The hullabaloo surrounding Glencore Plc’s spurned approach to rival miner Rio Tinto shows why this is probably the wrong deal at the right time.
Glencore’s proposal to create USD 160 billion behemoth is certainly audacious, and may even make sense for shareholders of both companies if priced attractively.
But even if it were successful, such a deal would do little resolve the key problems bedevilling the outlook for many commodity markets, and the companies that produce those resources.
The logic of Glencore taking control of Rio Tinto would be for the former to get access to the latter’s iron ore operations in Australia, which are the lowest cost among major producers.
Iron ore is the missing arrow in Glencore’s quiver and the assumption behind a deal would be that the Swiss based company would be able to use its trading nous to extract more value from the well run Rio Tinto mines.
Assuming that all the anti-trust and other regulatory obstacles could be overcome, and that Rio Tinto shareholders could be won over, then the potential for the deal to be rewarding for Glencore is compelling.

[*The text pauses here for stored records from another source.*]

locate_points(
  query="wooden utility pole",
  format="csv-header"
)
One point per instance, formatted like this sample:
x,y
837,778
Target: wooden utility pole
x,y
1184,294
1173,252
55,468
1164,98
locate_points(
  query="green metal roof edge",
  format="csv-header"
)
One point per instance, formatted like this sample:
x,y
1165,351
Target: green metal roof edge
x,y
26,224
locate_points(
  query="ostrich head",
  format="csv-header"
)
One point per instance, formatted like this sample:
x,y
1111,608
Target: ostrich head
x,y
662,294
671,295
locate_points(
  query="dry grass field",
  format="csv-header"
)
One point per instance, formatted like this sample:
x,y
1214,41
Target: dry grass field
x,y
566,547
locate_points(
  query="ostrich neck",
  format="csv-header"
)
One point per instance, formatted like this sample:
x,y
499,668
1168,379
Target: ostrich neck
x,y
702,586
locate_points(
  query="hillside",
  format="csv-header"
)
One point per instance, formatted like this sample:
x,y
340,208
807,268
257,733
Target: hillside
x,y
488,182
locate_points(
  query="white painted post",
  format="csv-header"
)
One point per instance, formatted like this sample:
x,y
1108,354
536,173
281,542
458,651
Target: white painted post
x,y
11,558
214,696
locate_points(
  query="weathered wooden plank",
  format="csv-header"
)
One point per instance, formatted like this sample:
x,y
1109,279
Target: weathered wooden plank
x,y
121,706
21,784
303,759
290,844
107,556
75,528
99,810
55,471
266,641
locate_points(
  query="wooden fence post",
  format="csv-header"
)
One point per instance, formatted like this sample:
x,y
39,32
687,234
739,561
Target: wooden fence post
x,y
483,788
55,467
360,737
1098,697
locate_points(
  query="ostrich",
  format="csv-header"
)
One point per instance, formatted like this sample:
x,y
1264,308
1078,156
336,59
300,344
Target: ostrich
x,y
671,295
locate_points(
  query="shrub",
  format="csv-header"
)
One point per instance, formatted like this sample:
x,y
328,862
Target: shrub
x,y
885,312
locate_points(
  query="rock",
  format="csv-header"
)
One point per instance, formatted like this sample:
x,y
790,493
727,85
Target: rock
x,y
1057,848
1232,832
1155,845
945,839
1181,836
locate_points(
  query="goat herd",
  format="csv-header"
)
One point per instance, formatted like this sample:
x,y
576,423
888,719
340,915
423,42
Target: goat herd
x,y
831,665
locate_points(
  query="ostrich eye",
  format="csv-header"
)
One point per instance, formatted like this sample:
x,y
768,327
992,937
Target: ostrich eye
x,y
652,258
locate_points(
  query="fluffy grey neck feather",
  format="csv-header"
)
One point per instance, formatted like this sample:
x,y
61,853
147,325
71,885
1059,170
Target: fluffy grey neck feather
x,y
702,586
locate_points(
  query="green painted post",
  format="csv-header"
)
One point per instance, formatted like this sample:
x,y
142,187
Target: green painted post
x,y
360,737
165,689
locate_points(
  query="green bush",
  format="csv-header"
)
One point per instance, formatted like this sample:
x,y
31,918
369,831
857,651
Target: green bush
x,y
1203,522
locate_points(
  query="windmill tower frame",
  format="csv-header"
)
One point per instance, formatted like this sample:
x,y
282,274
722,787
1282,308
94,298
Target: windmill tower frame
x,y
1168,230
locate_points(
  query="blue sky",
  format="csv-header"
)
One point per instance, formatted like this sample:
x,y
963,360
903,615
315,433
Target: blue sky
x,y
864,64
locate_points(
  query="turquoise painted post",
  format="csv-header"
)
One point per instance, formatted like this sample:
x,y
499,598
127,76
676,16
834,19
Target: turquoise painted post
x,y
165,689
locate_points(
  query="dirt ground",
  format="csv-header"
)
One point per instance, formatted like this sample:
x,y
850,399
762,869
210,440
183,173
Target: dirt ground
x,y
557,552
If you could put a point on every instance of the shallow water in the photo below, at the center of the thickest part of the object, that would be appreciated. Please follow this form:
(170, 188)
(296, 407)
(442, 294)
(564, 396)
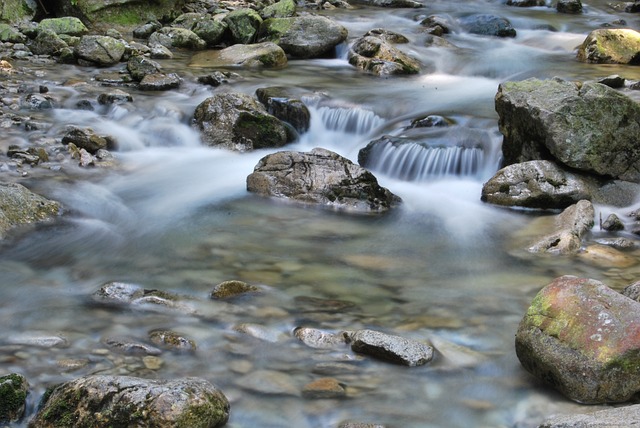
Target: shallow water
(443, 268)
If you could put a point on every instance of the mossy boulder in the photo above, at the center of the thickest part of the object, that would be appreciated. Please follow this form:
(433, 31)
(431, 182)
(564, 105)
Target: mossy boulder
(582, 338)
(236, 121)
(129, 401)
(69, 25)
(588, 127)
(611, 46)
(13, 396)
(243, 25)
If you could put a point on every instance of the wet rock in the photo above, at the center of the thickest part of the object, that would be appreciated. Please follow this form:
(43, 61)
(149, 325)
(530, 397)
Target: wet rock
(375, 56)
(536, 184)
(267, 55)
(236, 121)
(591, 128)
(281, 9)
(18, 205)
(130, 346)
(13, 397)
(114, 96)
(285, 107)
(176, 37)
(582, 338)
(160, 82)
(611, 46)
(243, 25)
(230, 289)
(326, 387)
(569, 6)
(100, 50)
(488, 25)
(612, 223)
(319, 339)
(320, 177)
(130, 401)
(85, 138)
(616, 417)
(68, 25)
(570, 227)
(168, 339)
(308, 36)
(391, 348)
(139, 66)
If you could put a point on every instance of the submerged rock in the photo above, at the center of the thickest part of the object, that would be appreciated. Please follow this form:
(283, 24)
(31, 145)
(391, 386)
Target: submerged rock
(236, 121)
(320, 177)
(611, 46)
(592, 127)
(130, 401)
(13, 397)
(395, 349)
(582, 338)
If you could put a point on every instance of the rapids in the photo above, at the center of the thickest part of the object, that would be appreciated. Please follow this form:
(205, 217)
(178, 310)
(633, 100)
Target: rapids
(442, 268)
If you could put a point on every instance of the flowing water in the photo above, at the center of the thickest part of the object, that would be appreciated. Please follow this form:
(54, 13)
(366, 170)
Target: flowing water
(443, 268)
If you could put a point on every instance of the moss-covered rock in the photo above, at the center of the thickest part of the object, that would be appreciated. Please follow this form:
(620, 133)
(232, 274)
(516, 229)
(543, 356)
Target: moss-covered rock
(13, 396)
(582, 338)
(611, 46)
(127, 401)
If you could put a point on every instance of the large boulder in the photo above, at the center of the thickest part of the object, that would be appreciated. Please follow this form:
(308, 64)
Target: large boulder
(100, 50)
(258, 55)
(237, 121)
(18, 205)
(582, 338)
(592, 127)
(611, 46)
(320, 177)
(129, 401)
(307, 36)
(374, 55)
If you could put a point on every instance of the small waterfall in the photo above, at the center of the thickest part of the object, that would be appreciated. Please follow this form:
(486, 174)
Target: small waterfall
(411, 161)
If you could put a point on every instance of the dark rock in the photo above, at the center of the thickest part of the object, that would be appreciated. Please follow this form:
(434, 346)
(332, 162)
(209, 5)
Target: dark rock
(286, 108)
(160, 82)
(320, 177)
(582, 338)
(129, 401)
(488, 25)
(395, 349)
(592, 128)
(236, 121)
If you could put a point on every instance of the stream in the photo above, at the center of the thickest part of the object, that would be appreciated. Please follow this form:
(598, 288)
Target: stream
(443, 268)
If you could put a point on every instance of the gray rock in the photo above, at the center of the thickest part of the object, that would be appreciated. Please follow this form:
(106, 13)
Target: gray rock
(320, 177)
(581, 337)
(280, 103)
(243, 25)
(160, 82)
(536, 184)
(13, 397)
(258, 55)
(307, 36)
(570, 227)
(176, 37)
(488, 25)
(236, 121)
(592, 128)
(378, 57)
(391, 348)
(619, 417)
(129, 401)
(611, 46)
(18, 205)
(100, 50)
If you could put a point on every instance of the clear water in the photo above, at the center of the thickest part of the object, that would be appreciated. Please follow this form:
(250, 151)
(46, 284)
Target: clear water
(444, 268)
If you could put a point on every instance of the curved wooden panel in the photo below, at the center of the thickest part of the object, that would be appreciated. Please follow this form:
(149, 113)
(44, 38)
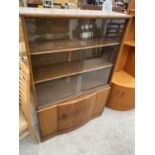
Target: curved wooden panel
(121, 98)
(47, 121)
(73, 113)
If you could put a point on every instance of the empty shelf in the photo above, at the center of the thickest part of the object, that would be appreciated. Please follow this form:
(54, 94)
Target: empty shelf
(55, 71)
(44, 47)
(124, 79)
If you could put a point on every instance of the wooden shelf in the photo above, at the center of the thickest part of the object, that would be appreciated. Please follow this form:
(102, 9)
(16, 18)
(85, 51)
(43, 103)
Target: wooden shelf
(55, 71)
(44, 47)
(124, 79)
(130, 43)
(47, 92)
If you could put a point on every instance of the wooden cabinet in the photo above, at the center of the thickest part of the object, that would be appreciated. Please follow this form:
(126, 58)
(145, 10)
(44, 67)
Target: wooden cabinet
(101, 100)
(71, 55)
(48, 121)
(73, 113)
(122, 96)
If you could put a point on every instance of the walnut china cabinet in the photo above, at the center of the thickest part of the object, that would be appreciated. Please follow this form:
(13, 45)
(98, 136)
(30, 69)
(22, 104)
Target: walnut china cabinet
(72, 55)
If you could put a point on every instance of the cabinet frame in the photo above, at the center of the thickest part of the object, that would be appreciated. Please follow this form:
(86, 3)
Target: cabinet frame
(69, 14)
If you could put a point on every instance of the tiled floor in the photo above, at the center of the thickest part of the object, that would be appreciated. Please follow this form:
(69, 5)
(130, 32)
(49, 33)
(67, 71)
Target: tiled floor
(110, 134)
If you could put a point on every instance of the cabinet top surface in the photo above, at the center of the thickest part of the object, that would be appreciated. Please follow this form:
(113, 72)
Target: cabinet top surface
(64, 13)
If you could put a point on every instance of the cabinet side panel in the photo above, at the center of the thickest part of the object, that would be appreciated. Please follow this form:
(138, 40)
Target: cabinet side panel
(101, 100)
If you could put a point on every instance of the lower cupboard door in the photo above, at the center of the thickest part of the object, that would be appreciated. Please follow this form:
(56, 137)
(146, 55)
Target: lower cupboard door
(47, 119)
(73, 113)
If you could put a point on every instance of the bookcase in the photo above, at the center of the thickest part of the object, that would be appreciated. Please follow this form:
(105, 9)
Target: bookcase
(72, 54)
(122, 95)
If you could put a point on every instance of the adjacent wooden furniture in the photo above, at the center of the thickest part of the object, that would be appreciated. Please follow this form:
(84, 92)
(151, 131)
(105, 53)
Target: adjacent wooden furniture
(25, 127)
(71, 57)
(122, 95)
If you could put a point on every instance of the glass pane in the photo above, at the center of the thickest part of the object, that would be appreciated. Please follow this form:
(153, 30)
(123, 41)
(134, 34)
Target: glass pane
(70, 56)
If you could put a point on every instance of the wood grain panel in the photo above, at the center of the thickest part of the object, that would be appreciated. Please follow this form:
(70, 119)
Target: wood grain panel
(73, 113)
(48, 121)
(121, 98)
(101, 99)
(130, 63)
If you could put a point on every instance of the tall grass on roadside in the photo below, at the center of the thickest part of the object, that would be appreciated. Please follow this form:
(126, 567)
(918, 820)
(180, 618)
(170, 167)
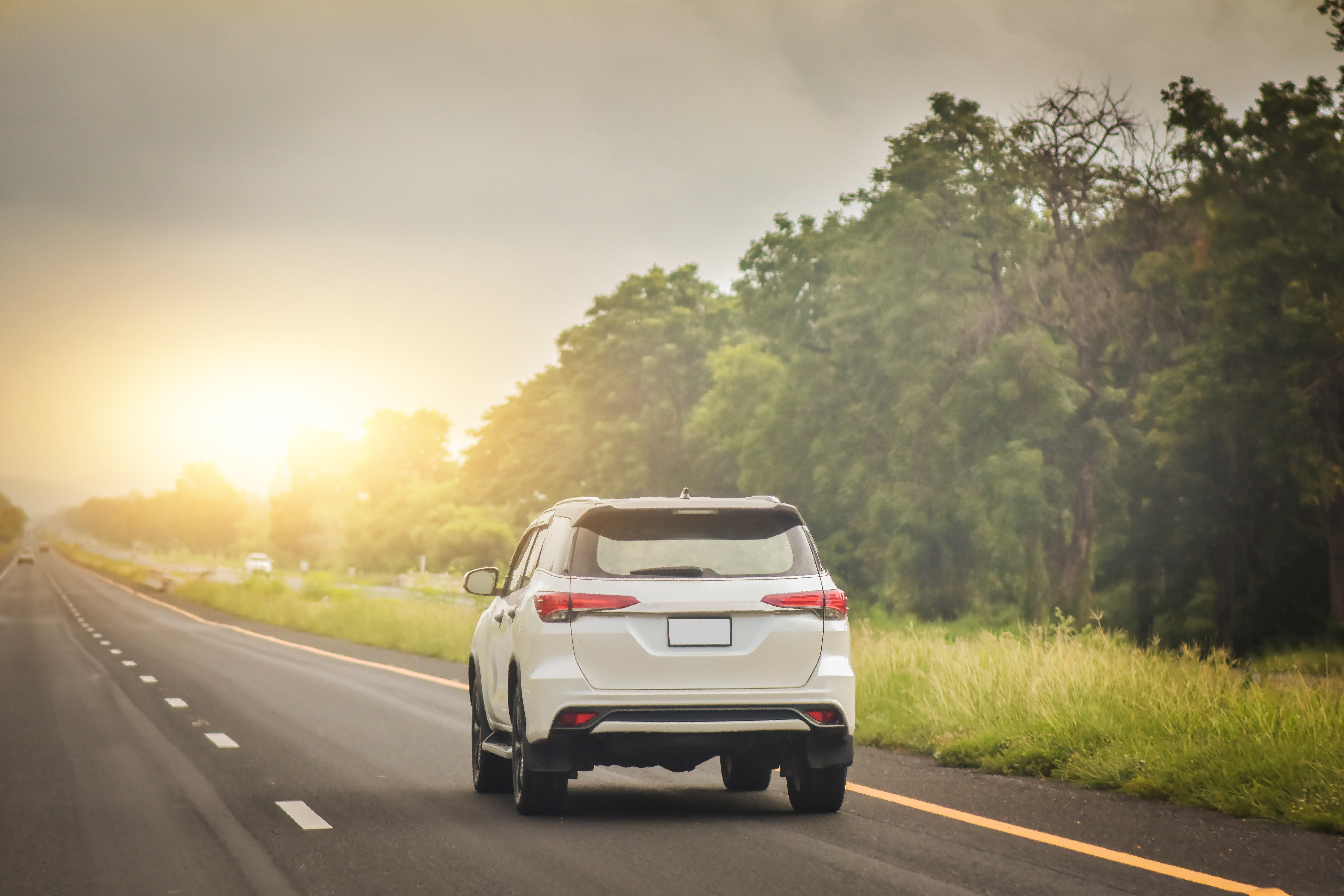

However, the emphatic rejection of the approach by Rio Tinto’s board likely means that Glencore will be unable to get a low ball offer accepted, meaning it either has to pay more money for Rio or go hostile.
Both of those would be tough decisions for Glencore’s Ivan Glasenberg, the former South African who merged secretive traders Glencore with mining major Xstrata, in a deal completed last year that was initially touted as a merger of equals but ended up with Glencore dominant.
While Glencore clearly faces an uphill battle to make the Rio Tinto deal work, there are likely better opportunities available in mining mergers and acquisitions.
The main problem in the iron ore market is that capacity additions have run ahead of even the most heroic demand assumptions, and the market is now poised for several years of low prices.
More importantly, the price has slumped 59% since the all time high reached in February 2011, a time when the mining majors were planning to spend billions of dollars to boost output, believing the hype that China would buy everything they could produce.
The reality has turned out somewhat differently. While Chinese import demand has grown strongly, the capacity additions have swamped this and Chinese domestic iron ore output has probably been more resilient than the major miners expected.